In online columns for the National Review in the early 2000s, Moore dismissed arguments by female athletes that they should be paid as much as male counterparts, and complained about the "outrageous" practice of having a woman referee an NCAA basketball tournament game.

Moore once wrote, "The women tennis pros don't really want equal pay for equal work. They want equal pay for inferior work," and suggested that "if there's an injustice in tennis, it's that women like Martina Hingis and Monica Seles make millions of dollars a year" even though hundreds of male college players "could beat them handily."

Moore told CNN, which first wrote about those columns, "This was a spoof. I have a sense of humor."

On Wednesday, CNBC noted that video has surfaced showing Moore making disparaging remarks about Cleveland and Cincinnati in a 2014 speech.

"If you live in the Midwest, where else do you want to live besides Chicago, right?" he continued. "You don't want to live in Cincinnati or Cleveland, these, you know, armpits of America. You all want to live in Chicago."

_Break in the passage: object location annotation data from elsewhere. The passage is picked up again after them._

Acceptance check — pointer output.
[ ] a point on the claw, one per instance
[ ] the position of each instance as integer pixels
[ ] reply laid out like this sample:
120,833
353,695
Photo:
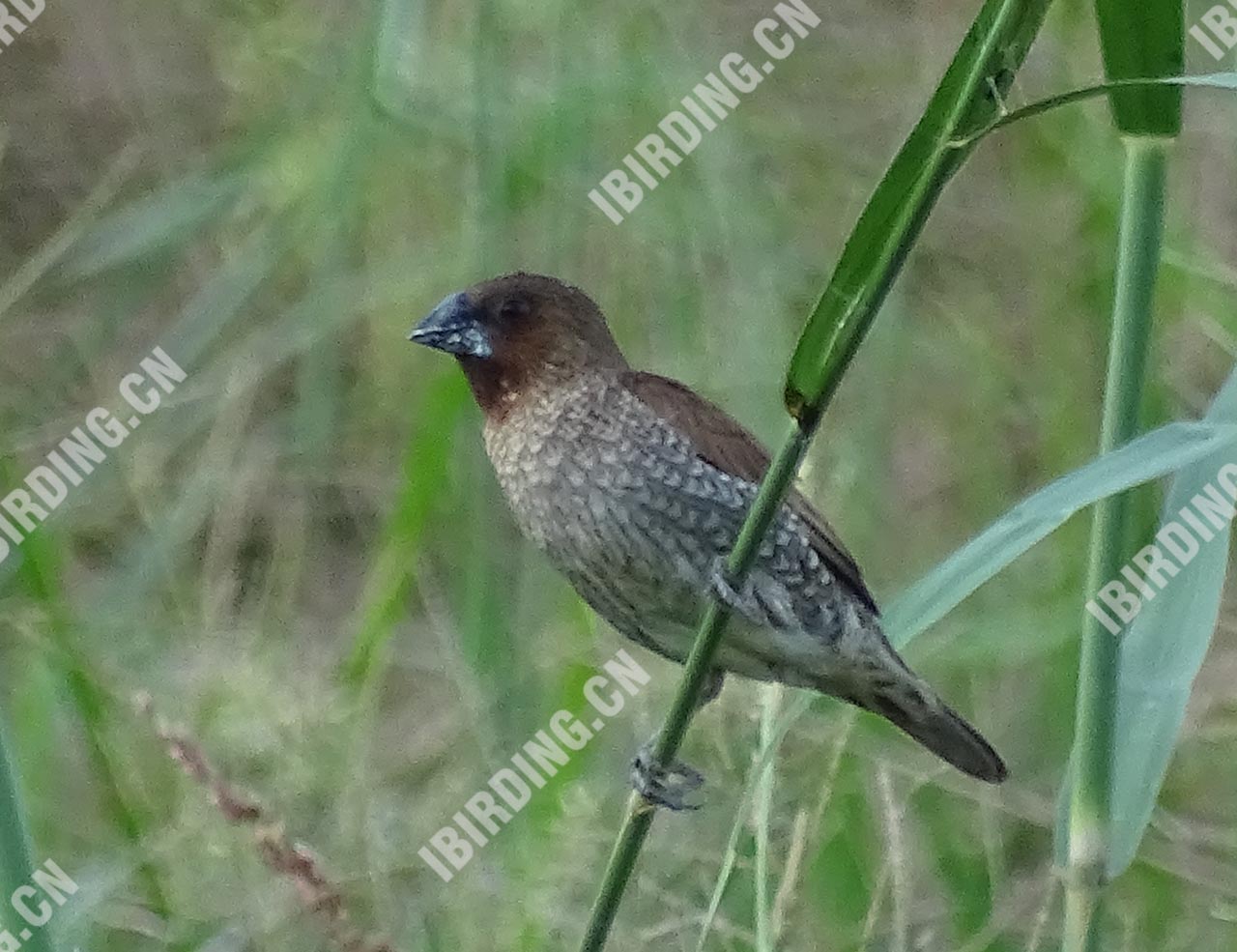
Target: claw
663,785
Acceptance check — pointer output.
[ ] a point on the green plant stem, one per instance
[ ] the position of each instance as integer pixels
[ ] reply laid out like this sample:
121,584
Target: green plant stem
640,813
16,864
1142,224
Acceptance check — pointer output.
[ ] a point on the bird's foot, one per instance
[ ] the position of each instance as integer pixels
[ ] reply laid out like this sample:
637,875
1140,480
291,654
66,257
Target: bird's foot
724,588
663,785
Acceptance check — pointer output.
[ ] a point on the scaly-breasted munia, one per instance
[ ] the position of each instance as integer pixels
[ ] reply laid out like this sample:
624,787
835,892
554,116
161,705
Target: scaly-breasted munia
635,487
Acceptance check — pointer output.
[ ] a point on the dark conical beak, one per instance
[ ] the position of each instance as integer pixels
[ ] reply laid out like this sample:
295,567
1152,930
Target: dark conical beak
455,328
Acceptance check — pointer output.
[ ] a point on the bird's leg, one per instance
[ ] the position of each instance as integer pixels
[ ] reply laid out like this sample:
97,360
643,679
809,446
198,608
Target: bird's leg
670,785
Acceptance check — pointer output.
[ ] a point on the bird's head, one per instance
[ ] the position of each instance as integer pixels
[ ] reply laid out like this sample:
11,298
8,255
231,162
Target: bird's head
517,334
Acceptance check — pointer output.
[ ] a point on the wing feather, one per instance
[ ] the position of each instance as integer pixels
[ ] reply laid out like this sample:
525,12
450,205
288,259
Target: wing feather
721,442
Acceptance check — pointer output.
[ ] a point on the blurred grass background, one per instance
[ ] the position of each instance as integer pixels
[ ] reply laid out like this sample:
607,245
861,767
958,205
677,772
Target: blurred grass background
304,557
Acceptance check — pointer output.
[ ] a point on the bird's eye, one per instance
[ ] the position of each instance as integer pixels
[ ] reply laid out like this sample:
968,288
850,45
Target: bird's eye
513,309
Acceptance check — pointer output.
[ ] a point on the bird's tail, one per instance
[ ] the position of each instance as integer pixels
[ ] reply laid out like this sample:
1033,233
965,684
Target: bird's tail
914,708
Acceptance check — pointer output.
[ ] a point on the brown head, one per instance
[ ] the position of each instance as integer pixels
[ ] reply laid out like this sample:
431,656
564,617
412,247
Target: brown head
517,334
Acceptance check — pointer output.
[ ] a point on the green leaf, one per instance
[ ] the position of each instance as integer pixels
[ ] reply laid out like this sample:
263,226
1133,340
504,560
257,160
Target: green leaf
1207,80
1143,41
1162,651
1158,452
968,96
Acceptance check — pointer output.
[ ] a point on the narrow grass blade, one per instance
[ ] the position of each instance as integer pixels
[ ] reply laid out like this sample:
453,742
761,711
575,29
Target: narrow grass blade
968,96
16,864
1162,653
1143,41
1209,80
38,265
391,574
1156,454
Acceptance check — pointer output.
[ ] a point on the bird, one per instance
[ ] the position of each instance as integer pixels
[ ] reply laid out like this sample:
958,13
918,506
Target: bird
635,487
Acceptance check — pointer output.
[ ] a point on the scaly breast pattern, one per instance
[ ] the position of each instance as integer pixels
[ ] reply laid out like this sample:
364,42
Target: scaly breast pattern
626,509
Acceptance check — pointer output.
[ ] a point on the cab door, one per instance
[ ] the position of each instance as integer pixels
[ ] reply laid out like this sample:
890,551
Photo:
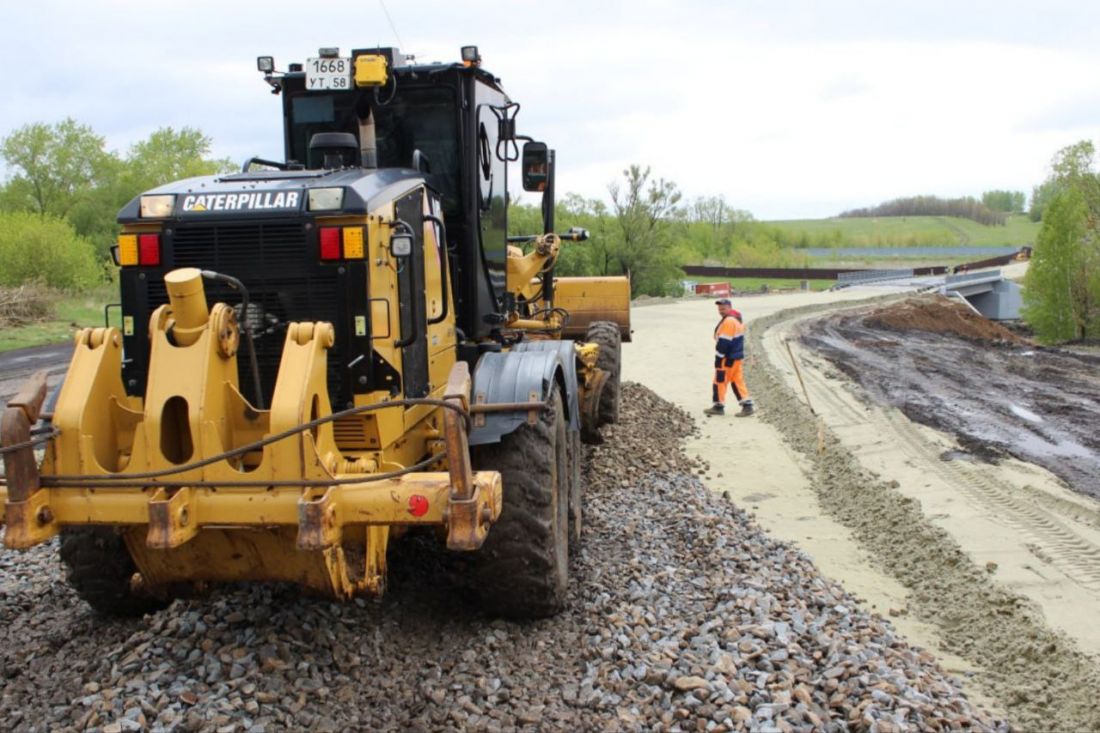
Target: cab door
411,302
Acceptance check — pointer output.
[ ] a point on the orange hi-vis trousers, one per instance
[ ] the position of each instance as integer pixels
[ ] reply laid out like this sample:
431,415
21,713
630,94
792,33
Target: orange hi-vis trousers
729,371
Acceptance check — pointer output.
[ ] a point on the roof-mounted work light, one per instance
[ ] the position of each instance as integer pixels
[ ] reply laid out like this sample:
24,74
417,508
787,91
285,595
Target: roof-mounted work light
470,56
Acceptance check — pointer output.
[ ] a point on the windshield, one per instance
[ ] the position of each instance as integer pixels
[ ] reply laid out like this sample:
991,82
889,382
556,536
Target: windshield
421,119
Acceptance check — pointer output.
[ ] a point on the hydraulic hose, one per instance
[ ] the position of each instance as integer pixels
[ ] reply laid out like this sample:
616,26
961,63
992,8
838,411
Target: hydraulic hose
239,286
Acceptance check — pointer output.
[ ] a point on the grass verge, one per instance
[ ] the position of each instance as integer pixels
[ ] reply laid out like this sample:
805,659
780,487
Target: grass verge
70,312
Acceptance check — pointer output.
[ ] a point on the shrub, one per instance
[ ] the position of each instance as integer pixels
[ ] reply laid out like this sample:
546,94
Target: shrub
47,250
26,304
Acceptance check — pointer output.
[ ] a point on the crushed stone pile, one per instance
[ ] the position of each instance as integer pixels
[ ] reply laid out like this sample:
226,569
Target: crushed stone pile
683,615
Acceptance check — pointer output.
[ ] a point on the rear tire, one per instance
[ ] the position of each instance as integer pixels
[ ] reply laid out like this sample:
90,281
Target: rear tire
606,334
101,572
523,569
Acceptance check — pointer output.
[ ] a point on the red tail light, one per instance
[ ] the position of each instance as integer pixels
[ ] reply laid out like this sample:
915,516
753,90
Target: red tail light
149,250
330,242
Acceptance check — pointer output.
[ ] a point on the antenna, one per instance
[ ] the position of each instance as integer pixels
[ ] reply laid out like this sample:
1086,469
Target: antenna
391,21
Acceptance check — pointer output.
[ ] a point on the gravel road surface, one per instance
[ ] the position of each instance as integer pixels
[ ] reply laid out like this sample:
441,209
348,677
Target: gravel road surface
683,616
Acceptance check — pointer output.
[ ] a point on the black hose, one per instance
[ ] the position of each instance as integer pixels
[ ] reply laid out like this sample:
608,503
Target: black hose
444,270
239,286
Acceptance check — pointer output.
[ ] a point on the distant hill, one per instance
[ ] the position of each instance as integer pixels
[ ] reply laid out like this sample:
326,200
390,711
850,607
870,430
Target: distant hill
904,231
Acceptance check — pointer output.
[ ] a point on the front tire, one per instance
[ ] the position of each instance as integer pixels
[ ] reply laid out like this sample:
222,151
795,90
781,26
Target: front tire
101,572
521,570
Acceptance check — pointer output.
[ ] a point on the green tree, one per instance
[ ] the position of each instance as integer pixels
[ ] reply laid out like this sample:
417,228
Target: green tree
1009,201
642,207
35,247
56,166
1062,290
168,155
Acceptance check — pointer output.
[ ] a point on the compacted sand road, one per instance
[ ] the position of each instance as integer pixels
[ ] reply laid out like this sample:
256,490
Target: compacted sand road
990,566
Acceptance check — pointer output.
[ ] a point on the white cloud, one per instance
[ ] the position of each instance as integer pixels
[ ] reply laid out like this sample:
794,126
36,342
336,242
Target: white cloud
787,109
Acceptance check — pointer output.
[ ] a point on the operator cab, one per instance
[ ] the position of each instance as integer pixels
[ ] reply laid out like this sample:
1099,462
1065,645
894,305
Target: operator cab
452,123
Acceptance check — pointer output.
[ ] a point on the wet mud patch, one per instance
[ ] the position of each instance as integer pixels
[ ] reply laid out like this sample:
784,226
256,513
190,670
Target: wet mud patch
997,393
1040,677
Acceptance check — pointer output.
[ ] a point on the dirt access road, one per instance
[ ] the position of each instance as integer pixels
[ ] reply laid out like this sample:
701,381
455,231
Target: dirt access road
993,567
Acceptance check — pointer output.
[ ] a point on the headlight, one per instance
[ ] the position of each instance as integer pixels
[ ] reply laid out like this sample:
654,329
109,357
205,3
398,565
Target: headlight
326,199
157,207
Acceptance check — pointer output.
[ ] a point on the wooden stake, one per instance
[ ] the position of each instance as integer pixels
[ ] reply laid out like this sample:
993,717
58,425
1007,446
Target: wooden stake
799,374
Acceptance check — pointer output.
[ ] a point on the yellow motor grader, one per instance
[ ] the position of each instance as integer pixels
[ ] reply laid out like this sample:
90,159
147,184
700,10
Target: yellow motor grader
319,354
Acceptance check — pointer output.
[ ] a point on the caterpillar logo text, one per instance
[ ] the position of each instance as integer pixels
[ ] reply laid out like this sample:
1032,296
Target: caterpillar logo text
250,201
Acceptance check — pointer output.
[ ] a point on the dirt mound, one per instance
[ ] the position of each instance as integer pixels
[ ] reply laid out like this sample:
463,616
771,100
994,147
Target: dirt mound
939,315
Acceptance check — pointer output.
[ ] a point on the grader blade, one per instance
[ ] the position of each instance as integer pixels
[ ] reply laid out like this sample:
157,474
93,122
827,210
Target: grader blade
205,487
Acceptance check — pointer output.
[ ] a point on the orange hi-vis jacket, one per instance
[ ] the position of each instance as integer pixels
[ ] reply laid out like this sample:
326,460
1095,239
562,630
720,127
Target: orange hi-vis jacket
728,359
728,340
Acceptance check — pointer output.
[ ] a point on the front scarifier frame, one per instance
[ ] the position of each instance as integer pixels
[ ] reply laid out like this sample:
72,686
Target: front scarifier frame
182,479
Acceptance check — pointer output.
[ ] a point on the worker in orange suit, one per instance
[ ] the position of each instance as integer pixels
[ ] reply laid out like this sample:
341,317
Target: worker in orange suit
728,361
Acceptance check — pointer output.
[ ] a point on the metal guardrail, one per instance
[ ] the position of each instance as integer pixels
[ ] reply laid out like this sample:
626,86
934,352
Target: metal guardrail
969,276
864,276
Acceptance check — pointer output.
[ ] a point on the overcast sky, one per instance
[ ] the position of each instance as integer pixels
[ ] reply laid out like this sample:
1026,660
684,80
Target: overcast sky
789,109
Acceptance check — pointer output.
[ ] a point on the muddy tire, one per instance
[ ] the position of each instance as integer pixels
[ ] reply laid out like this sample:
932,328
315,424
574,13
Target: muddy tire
101,572
521,571
607,336
575,490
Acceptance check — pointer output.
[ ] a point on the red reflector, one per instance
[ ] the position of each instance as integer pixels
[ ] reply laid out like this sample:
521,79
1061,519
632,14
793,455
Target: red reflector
418,505
330,242
149,250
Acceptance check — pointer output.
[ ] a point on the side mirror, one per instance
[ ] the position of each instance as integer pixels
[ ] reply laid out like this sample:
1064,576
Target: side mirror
400,244
536,166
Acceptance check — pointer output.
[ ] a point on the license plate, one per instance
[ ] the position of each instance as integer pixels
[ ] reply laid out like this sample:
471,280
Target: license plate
328,74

Sen. Sherrod Brown, D-Ohio, said Moore's comments "should be disqualifying for the critical role of Governor of the Federal Reserve Board."

"You didn't just insult Cleveland and Cincinnati — you dismissed millions of Americans who work and live in small towns and cities across the industrial heartland, and who have been looked down on and left behind by Washington and Wall Street for decades," Brown said in a letter he sent to Moore. "As a public servant, your job would be to fight for these Americans — something you cannot do when you don't know the first thing about the places where they live."